This can be a brutally expensive process - that's the reason that Web analytics vendors don't do it. It will also cause you're unique visitor counts to change dynamically. What fun! But if you're serious about customer keying, you'll want to give it a go. At minimum, you should be handling all of the cases that don't require you to back-fill completely empty (of a customer identifier) sessions, but I'd encourage you to try and solve the whole problem.
Key joining is that important.
Keep in mind that this type of key joining isn't just a single site and Web issue. It's the same technique you'll use to marry data across domains when using multiple 1st party cookies and it's the technique you'll use to marry mobile data (for example) to fixed web data.

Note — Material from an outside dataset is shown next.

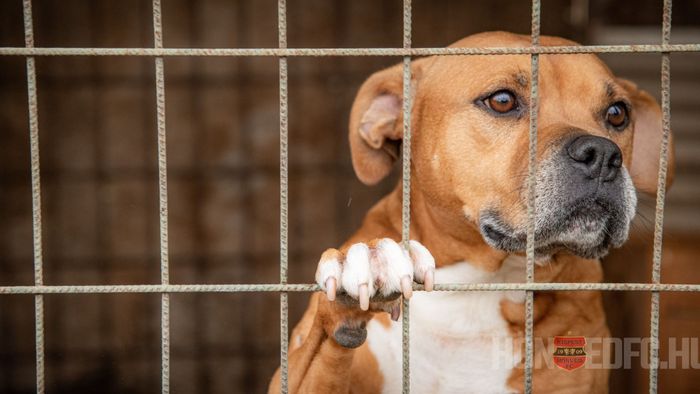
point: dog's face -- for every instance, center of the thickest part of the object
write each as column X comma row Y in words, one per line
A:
column 598, row 137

Key joining is just the first step in the ETL necessary to transform raw Web data into a useful Customer Data Model. In my next post, I'll take up the role of Two-Tiered segmentation in solving the single most challenging aspect of modeling Web behavioral data - aggregating event-level data up to the Customer Record without losing all of the interesting and actionable information.

Hi Gary,
Very interesting post and very practical too - that's rare. Most posts on that topics are often very vague.
I am especially interested in that topic - merging WA & Customer data - as it is a process I am working on. While it certainly requires a lot of investments and work, I really believe it is the way to go to gain true customer insights. Especially in a multi-channel world.
I hope to share my own experience on that once I got there - as you did.
Cheers,
Michael
Posted by: Michael Notte | August 03, 2011 at 04:18 AM